Edited by leading Lincoln scholars Joshua Wolf Shenk and Harold Holzer, this companion volume to the Library of Congress exhibition offers a fresh and intimate perspective on a man whose thoughts and words continue to affect history. To underscore the resonance of Lincoln’s writings on contemporary culture, each manuscript is accompanied by a reflection on Lincoln by a prominent American from the arts, politics, literature, or entertainment, including Toni Morrison, Sam Waterston, Robert Pinsky, Gore Vidal, and presidents Carter, George H.W., and George W. Bush.

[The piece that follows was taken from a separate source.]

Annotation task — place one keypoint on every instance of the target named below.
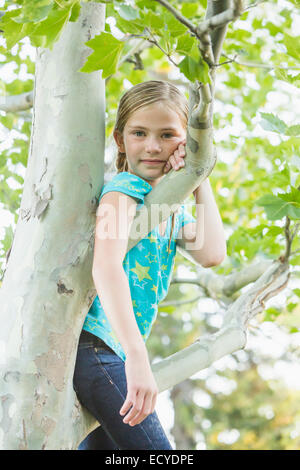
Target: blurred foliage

While Lincoln’s words are quite well known, the original manuscripts boast a unique power and beauty and provide rare insight into the creative process. In this collection we can see the ebb and flow of Lincoln’s thoughts, emotions, hopes, and doubts. We can see where he paused to dip his pen in the ink or to capture an idea. We can see where he added a word or phrase, and where he crossed out others, searching for the most precise, and concise, expression. In these marks on the page, Lincoln’s character is available to us with a profound immediacy. From such icons as the Gettysburg Address and the inaugural speeches to seldom-seen but superb rarities, here is the world as Lincoln saw and shaped it in words and images that resound to this very day.
Abraham Lincoln was a store owner, postmaster, county surveyor, and lawyer, before sitting in both the House of Representatives and Senate. He was our 16th President, being elected twice, and serving until his assassination in 1865. He is best known for leading the United States through the Civil War, and his anti-slavery stance.